Published online by Cambridge University Press: 25 April 2008
We survey and unify recent results on the existence of accurate algorithms for evaluating multivariate polynomials, and more generally for accurate numerical linear algebra with structured matrices. By ‘accurate’ we mean that the computed answer has relative error less than 1, i.e., has some correct leading digits. We also address efficiency, by which we mean algorithms that run in polynomial time in the size of the input. Our results will depend strongly on the model of arithmetic: most of our results will use the so-called traditional model (TM), where the computed result of op(a, b), a binary operation like a+b, is given by op(a, b) * (1+δ) where all we know is that |δ| ≤ ε ≪ 1. Here ε is a constant also known as machine epsilon.

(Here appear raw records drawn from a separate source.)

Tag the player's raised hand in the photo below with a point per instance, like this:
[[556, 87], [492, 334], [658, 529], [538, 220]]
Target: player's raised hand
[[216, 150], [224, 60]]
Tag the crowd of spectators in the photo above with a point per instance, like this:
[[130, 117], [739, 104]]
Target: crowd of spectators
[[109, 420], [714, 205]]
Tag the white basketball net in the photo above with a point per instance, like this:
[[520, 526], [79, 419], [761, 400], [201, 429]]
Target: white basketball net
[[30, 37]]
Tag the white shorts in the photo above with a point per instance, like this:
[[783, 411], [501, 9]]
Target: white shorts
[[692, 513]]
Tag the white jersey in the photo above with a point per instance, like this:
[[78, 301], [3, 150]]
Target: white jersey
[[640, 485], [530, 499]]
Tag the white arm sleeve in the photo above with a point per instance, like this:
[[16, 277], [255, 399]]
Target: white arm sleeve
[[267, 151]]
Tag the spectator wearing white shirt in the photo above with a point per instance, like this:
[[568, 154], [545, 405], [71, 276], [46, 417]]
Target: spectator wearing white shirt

We will see a common reason for the following disparate problems to permit accurate and efficient algorithms using only the four basic arithmetic operations: finding the eigenvalues of a suitably discretized scalar elliptic PDE, finding eigenvalues of arbitrary products, inverses, or Schur complements of totally non-negative matrices (such as Cauchy and Vandermonde), and evaluating the Motzkin polynomial. Furthermore, in all these cases the high accuracy is ‘deserved’, i.e., the answer is determined much more accurately by the data than the conventional condition number would suggest.
In contrast, we will see that evaluating even the simple polynomial x + y + z accurately is impossible in the TM, using only the basic arithmetic operations. We give a set of necessary and sufficient conditions to decide whether a high accuracy algorithm exists in the TM, and describe progress toward a decision procedure that will take any problem and provide either a high-accuracy algorithm or a proof that none exists.
When no accurate algorithm exists in the TM, it is natural to extend the set of available accurate operations by a library of additional operations, such as x + y + z, dot products, or indeed any enumerable set which could then be used to build further accurate algorithms. We show how our accurate algorithms and decision procedure for finding them extend to this case.
Finally, we address other models of arithmetic, and the relationship between (im)possibility in the TM and (in)efficient algorithms operating on numbers represented as bit strings.